Mechanistic Insights into Polyphenols-mediated Squalene Epoxidase Inhibition: Computational Models and Experimental Validation for Targeting Cholesterol Biosynthesis.

Abstract

Squalene epoxidase is a key enzyme in sterol biosynthesis, particularly in cholesterol metabolism. Its inhibition has emerged as a promising therapeutic strategy for metabolic disorders, hypercholesterolemia, and certain infections. Herein, we investigated the SQLE inhibitory potential of six polyphenolic compounds, identified through in silico virtual screening of a large natural phenolic library and selected for high predicted binding affinity and structural diversity.
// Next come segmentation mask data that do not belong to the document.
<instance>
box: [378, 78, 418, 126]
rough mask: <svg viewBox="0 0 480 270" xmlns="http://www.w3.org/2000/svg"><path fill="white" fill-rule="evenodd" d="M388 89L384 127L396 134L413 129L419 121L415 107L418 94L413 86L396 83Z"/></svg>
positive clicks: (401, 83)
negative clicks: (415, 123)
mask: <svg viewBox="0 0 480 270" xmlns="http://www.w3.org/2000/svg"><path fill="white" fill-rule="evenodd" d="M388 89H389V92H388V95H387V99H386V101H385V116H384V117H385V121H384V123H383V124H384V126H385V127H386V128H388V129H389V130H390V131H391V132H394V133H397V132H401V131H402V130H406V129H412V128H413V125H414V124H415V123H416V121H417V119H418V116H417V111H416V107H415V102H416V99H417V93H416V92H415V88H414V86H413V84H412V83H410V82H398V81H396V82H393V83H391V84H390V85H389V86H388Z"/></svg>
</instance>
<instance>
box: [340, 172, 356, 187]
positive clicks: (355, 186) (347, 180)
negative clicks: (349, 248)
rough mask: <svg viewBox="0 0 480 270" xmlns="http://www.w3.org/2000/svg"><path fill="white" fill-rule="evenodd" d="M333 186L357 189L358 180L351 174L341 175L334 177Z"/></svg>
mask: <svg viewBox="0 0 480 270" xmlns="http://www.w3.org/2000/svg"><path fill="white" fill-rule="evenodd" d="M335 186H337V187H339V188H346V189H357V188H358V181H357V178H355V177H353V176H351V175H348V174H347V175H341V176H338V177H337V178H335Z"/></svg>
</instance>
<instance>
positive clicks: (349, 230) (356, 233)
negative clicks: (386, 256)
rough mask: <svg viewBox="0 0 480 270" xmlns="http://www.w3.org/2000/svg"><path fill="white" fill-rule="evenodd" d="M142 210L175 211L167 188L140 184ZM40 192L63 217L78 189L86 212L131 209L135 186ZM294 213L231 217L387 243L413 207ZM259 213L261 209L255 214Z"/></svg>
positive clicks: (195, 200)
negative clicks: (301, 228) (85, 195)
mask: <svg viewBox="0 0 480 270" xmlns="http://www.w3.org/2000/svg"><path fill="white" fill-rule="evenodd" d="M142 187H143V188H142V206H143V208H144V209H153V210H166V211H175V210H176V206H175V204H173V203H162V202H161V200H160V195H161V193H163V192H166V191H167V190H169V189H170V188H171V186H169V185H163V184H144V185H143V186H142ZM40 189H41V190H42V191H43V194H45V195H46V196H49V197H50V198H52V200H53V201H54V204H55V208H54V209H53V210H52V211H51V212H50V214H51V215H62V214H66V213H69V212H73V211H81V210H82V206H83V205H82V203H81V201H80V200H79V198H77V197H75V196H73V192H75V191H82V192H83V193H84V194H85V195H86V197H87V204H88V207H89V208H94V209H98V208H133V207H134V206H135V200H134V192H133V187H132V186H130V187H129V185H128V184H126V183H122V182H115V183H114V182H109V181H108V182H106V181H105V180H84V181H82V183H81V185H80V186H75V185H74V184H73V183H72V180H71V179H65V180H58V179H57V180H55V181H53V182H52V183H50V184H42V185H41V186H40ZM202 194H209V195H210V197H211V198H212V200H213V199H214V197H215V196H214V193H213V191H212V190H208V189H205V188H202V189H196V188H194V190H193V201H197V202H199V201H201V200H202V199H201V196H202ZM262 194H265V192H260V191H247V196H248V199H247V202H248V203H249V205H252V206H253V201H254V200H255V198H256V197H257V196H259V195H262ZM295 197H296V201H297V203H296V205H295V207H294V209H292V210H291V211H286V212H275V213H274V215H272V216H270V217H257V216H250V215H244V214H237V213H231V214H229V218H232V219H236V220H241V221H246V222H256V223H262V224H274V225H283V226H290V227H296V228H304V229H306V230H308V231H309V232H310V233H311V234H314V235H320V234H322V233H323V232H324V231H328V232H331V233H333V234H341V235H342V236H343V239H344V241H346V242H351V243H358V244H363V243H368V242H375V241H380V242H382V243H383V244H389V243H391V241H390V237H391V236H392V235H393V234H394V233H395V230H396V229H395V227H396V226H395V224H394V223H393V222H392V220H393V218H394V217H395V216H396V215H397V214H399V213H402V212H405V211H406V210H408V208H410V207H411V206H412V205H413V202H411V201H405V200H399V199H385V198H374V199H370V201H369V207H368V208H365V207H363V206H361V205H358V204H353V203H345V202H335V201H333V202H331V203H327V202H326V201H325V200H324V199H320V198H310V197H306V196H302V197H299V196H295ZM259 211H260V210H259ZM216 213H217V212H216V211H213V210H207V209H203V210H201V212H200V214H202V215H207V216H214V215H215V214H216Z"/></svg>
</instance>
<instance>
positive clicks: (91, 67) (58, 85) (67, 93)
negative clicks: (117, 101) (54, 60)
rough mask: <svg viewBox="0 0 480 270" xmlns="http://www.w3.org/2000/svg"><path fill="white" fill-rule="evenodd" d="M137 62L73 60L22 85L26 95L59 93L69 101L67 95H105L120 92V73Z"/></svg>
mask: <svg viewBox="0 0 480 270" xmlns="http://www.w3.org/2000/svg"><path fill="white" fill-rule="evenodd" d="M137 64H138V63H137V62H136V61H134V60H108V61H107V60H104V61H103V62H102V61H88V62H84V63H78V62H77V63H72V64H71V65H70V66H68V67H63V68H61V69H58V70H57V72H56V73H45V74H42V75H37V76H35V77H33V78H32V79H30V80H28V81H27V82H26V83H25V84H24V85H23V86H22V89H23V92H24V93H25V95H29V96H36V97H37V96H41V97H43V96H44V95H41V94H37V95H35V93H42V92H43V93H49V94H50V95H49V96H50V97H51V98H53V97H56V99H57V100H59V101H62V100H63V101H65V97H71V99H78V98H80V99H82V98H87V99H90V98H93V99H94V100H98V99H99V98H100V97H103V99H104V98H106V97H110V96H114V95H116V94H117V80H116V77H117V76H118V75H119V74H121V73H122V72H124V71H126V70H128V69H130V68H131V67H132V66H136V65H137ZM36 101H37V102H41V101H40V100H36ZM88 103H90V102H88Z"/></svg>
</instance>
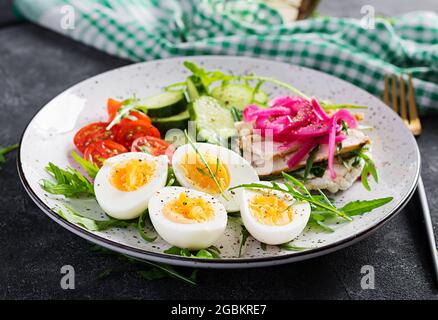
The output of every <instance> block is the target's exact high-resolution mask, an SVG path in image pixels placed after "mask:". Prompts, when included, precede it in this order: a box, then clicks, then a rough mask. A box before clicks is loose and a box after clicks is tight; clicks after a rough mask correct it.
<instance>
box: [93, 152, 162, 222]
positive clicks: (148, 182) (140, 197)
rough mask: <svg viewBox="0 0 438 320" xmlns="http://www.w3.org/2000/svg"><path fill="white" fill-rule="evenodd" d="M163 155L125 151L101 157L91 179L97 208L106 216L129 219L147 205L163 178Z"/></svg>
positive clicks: (145, 208) (159, 186) (113, 217)
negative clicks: (156, 154) (103, 156)
mask: <svg viewBox="0 0 438 320" xmlns="http://www.w3.org/2000/svg"><path fill="white" fill-rule="evenodd" d="M167 161H168V160H167V157H166V156H159V157H153V156H151V155H148V154H146V153H142V152H128V153H123V154H119V155H117V156H115V157H112V158H109V159H107V160H105V162H104V164H103V166H102V168H100V170H99V172H98V173H97V176H96V179H95V181H94V192H95V194H96V199H97V202H98V203H99V205H100V207H101V208H102V209H103V211H105V212H106V213H107V214H108V215H109V216H111V217H113V218H116V219H121V220H129V219H134V218H137V217H139V216H140V215H141V214H142V213H143V212H144V211H145V210H146V209H147V207H148V202H149V199H150V198H151V197H152V195H153V194H154V193H155V191H157V190H159V189H161V188H163V187H164V186H165V184H166V180H167Z"/></svg>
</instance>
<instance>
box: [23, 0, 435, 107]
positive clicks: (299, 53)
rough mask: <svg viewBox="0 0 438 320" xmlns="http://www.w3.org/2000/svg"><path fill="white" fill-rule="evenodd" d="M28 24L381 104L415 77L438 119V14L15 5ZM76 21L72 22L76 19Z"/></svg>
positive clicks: (119, 46)
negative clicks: (388, 18)
mask: <svg viewBox="0 0 438 320" xmlns="http://www.w3.org/2000/svg"><path fill="white" fill-rule="evenodd" d="M15 10H16V11H17V12H19V13H20V14H21V15H23V16H24V17H25V18H27V19H29V20H31V21H33V22H35V23H38V24H40V25H43V26H45V27H47V28H50V29H53V30H55V31H58V32H60V33H62V34H65V35H67V36H69V37H71V38H73V39H75V40H78V41H81V42H83V43H85V44H87V45H90V46H93V47H95V48H97V49H99V50H102V51H105V52H107V53H110V54H113V55H117V56H120V57H123V58H128V59H131V60H133V61H145V60H150V59H159V58H166V57H174V56H182V55H206V54H215V55H241V56H242V55H245V56H253V57H260V58H266V59H272V60H280V61H285V62H288V63H292V64H298V65H302V66H306V67H309V68H313V69H318V70H322V71H324V72H327V73H329V74H332V75H334V76H337V77H339V78H342V79H344V80H347V81H349V82H352V83H354V84H356V85H358V86H360V87H362V88H364V89H365V90H367V91H369V92H370V93H372V94H375V95H377V96H381V95H382V91H383V77H384V74H385V73H396V74H401V73H412V74H413V76H414V86H415V89H416V96H417V103H418V105H419V107H420V110H421V113H422V114H426V113H434V112H437V111H438V104H437V101H438V15H437V14H436V13H433V12H414V13H409V14H405V15H402V16H398V17H394V18H391V19H383V18H378V19H376V21H375V26H374V28H373V29H365V28H363V26H362V24H361V22H360V21H359V20H356V19H341V18H333V17H320V18H312V19H309V20H304V21H299V22H296V23H288V24H285V23H283V21H282V17H281V15H280V14H279V13H278V12H277V11H276V10H274V9H273V8H271V7H269V6H267V5H266V4H264V3H262V2H261V1H256V0H228V1H223V0H15ZM72 12H73V14H72Z"/></svg>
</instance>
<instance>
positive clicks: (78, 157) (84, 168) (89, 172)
mask: <svg viewBox="0 0 438 320" xmlns="http://www.w3.org/2000/svg"><path fill="white" fill-rule="evenodd" d="M70 154H71V156H72V157H73V159H74V160H75V161H76V162H77V163H78V164H79V165H80V166H81V167H82V168H83V169H84V170H85V171H86V172H87V173H88V175H89V176H90V178H92V179H94V178H96V175H97V173H98V172H99V167H98V166H96V165H95V164H93V163H91V162H90V161H88V160H85V159H84V158H82V157H81V156H80V155H78V154H77V153H76V152H75V151H74V150H72V152H71V153H70Z"/></svg>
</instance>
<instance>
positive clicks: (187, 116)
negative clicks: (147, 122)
mask: <svg viewBox="0 0 438 320" xmlns="http://www.w3.org/2000/svg"><path fill="white" fill-rule="evenodd" d="M189 120H190V114H189V111H188V110H185V111H183V112H181V113H179V114H177V115H174V116H171V117H166V118H152V124H153V125H154V126H155V127H157V129H158V130H160V132H162V133H165V132H167V130H170V129H181V130H184V129H187V122H188V121H189Z"/></svg>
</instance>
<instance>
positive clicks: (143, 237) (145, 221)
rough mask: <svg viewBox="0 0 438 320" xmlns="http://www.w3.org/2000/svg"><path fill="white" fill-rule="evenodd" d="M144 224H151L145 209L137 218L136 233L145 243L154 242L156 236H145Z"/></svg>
mask: <svg viewBox="0 0 438 320" xmlns="http://www.w3.org/2000/svg"><path fill="white" fill-rule="evenodd" d="M146 222H148V223H149V224H151V221H150V218H149V211H148V210H147V209H146V210H145V212H144V213H143V214H142V215H141V216H140V217H139V218H138V222H137V230H138V233H139V234H140V237H141V238H142V239H143V240H145V241H147V242H154V241H155V240H156V239H157V236H153V237H151V236H148V235H147V234H146V232H144V227H145V224H146Z"/></svg>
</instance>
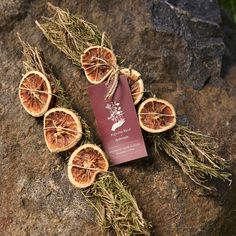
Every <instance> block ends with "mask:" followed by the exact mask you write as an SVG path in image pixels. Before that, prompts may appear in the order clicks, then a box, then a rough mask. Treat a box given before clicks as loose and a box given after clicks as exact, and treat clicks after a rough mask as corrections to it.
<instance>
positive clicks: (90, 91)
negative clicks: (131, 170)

Molecular docking demonstrated strong interactions between these candidates and SQLE, with curcumin exhibiting the highest binding affinity (-10.1 kcal/mol). Molecular dynamics simulations confirmed stable interactions for all compounds, highlighting curcumin, piceatannol, and pterostilbene as particularly favorable. Their strong binding free energies were further supported by MM/PBSA calculations (-36.62 ± 4.17, -31.32 ± 3.77, and -32.01 ± 1.34 kcal/mol, respectively), corroborated by free energy landscape analysis. ADMET profiling revealed diverse pharmacokinetic properties among the six polyphenolics. In vitro testing confirmed curcumin as the most potent inhibitor (IC₅₀ = 1.88 ± 0.21 µM), with piceatannol (2.55 ± 0.30 µM) and pterostilbene (2.69 ± 0.11 µM) following closely. Enzyme kinetics demonstrated that these three compounds act as competitive inhibitors targeting the enzyme's active site. Collectively, these findings highlight the combined power of computational and experimental approaches for identifying novel SQLE inhibitors.